Reviewing Paul Collier’s The Bottom Billion, William Easterly writes,
Collier comes perilously close to another statistical fallacy known as selection bias. He chose the countries that belong to his Bottom Billion on the basis of their poverty today, and then points out that they also have had very poor growth during the preceding four decades–as has been the case, for example, with Angola, Haiti, Liberia, Sierra Leone, Somalia, and Zaire/ Congo. The implication is that the poorest nations will in the future continue to have very low economic growth.
But there is actually no evidence that the Bottom Billion at the beginning of a forty-year period will have worse economic growth over the subsequent forty years than rich nations. What Collier did was select which countries are poor at the end of the period, so of course they will also be the ones that previously have had a long string of very low growth rates–if they had previously had high economic growth, then they wouldn’t be poor at the end.
Easterly spends much of his review expressing skepticism about the use of outside military intervention to relieve severe cases of poverty caused by civil war. I should emphasize that while Collier does make some recommendations along these lines, they do not constitute the core of his book. Read the entire review, but also read the entire book.

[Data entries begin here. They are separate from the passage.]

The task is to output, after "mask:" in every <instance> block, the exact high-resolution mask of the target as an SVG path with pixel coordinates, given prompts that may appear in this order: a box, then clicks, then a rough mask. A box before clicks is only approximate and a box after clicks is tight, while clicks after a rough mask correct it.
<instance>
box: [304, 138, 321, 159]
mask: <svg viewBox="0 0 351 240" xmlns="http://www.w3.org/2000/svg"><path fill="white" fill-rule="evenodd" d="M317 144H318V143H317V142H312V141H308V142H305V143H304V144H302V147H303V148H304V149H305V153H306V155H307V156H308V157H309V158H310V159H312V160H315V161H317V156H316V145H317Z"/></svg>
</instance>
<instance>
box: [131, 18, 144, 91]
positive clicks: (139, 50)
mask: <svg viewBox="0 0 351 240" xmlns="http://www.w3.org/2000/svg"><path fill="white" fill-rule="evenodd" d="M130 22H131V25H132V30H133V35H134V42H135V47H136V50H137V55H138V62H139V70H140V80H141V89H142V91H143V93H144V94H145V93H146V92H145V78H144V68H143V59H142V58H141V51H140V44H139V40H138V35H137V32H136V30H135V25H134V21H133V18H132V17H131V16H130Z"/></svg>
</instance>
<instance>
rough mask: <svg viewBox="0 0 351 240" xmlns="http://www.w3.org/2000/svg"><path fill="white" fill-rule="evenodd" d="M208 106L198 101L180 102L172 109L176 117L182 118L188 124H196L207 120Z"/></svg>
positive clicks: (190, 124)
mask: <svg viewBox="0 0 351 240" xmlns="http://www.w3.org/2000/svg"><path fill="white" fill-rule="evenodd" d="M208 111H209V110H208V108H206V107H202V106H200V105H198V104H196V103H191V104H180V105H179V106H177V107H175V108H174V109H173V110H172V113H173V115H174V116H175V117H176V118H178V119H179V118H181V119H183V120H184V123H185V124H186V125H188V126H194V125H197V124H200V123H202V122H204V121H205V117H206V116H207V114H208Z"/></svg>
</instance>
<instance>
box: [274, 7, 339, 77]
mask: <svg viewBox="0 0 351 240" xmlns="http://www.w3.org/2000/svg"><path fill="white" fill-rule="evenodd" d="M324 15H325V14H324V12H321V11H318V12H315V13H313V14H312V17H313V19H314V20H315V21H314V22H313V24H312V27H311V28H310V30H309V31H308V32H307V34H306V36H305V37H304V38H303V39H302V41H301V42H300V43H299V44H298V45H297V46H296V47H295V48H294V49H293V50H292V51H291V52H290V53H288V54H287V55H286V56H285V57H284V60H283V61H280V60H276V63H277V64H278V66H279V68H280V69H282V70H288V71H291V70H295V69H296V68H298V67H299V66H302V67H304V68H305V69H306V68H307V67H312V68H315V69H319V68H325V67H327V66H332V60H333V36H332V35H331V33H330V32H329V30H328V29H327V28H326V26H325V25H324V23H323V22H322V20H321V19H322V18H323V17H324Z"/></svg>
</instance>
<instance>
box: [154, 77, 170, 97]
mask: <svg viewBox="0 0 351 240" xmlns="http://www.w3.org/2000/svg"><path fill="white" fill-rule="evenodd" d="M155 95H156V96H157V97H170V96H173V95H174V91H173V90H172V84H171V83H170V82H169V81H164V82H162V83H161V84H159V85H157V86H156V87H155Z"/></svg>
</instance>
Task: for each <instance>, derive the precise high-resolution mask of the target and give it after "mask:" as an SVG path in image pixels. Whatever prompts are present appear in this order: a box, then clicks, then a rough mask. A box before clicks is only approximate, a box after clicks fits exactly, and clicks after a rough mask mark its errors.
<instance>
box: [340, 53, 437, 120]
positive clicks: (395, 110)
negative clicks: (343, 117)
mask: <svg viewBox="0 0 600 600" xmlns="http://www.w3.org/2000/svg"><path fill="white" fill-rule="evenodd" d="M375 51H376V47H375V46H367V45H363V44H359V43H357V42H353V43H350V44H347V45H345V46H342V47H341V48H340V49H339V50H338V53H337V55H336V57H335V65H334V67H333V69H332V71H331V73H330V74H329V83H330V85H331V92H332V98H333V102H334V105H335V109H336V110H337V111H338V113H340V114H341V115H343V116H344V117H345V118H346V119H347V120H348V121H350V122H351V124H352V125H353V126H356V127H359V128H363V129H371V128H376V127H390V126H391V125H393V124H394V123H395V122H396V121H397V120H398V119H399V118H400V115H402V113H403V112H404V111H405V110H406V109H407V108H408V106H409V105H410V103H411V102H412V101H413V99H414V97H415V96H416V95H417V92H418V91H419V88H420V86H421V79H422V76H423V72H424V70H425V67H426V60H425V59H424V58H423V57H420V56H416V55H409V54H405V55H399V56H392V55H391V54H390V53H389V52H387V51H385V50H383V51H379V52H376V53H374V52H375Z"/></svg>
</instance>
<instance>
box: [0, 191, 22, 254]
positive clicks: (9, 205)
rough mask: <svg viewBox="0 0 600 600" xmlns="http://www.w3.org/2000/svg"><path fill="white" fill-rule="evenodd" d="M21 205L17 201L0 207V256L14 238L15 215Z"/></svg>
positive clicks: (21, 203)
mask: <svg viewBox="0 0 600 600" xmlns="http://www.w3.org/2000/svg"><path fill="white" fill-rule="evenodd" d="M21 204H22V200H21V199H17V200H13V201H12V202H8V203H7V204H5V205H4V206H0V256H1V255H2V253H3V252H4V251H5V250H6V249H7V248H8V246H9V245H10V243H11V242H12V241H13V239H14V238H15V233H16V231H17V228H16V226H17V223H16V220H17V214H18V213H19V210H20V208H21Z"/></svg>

Thanks to Mark Thoma for tracking down the ungated version of Easterly’s review.
READER COMMENTS
Mr. Econotarian
Nov 17 2008 at 7:55pm
Unfortunately, the causes of extreme poverty is typically cultural – a culture that does not respect private property or the freedom of individuals to engage in commerce.
Other things (like lack of governance institutions to secure private property, corruption, violence) come from that cultural basis. These secondary effects also cause poverty, but they are results of culture.
Unfortunately, there is little good evidence on how to achieve reliable cultural change in a culture that doesn’t want to change.